Os primeiros atingem a vida e morte, o início e o término da vida.
Estes temas descem ao mais profundo da consciência de cada um e
envolvem a totalidade da pessoa humana. Por isso são sempre polêmicos, pois não têm parâmetros objetivos. Por
exemplo, quando tem início a vida humana? Alguns dizem que a vida humana surge com a concepção, outros a partir do desenvolvimento do sistema nervoso.  Para os primeiros a vida humana inicia a partir do primeiro segundo da concepção, para os segundos a após um determinado período. Tanto em relação aos primeiros, os que envolvem diretamente a vida humana, como quanto aos segundos, os que a envolvem indiretamente, podem 
ser constatados três vieses.
1.    Utilitaristas
Este grupo cujo justifica seu posicionamento pelo lucrativo, quer em temos sanitários, quer em termos sociais e mesmo pecuniários, pois desde que seja vantajoso, o homem pode lançar mão de todos os recursos científico-tecnológicos. E quando desvantajoso deve abster-se de intervir. Não se pode dizer que haja uma doutrina que lhes dê suporte. Talvez possamos encontrar suas raízes no modo de agir dos antigos sofistas gregos para os quais o mercado é a mola mestra. O que é levado em conta é o lucro próprio e bem estar daqueles que podem pagar, inclusive o tratamento. Se, por exemplo, um determinado fármaco, independente da beneficência do usuário, mas for lucrativo para a empresa ou houver pessoas dispostas a comprá-lo, coloca-se no mercado. Neste caso cada um estabelece seus próprios princípios éticos. O limite é sua própria vontade de conformidade com a utilidade.

1.    Naturalistas

Este grupo é radicalmente contra qualquer recurso à ciência e
tecnologia. Possui um corpo doutrinário ético
-moral cujas origens data dos gregos clássicos. Entende que não se pode interferir no
curso normal da "bios" ou da vida. Ela mesma possui em si as leis que a rege. Qualquer interferência não somente seria uma intromissão ética indevida como acarretaria um desequilíbrio na ordem natural com desastrosas conseqüências para a vida. A ética
é algo externo ao sujeito. É- lhe apresentada de modo absoluto. Perante ela todos devem deter-se, inclusive os legisladores.
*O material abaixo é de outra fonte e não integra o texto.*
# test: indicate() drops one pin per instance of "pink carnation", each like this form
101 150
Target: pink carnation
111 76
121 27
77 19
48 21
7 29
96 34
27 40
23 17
Esta é a posição, por exemplo, da Igreja católica que no mundo é assumida pelas Conferências dos Bispos de cada país.

2.    Bilateralistas.

Este grupo contrapõe-se à ética absoluta dos naturalistas e ao
relativismo ético dos utilitaristas. O foco centra-se na justiça. Certamente a fundamentação doutrinária deste grupo pode ser vislumbrada nos clássicos maiores gregos, como Aristóteles, ao desenvolver a ética da responsabilidade e do compromisso. Estes estabelecem uma bilateralidade. Se alguém assumir determinadas ações estas implicam de imediato com obrigações. A partir do momento em que se propuser uma norma toma-se responsável por tudo o que estiver inerente a ela, isto é, suas obrigações. Nas pesquisas, por exemplo, o pesquisador assume a responsabilidade por seus experimentos e por isso está compromissado perante o sujeito da pesquisa ou do experimento.
Neste caso a ética surge de um consenso social entre aquilo que for
lícito e o ilícito. É a ética da responsabilidade.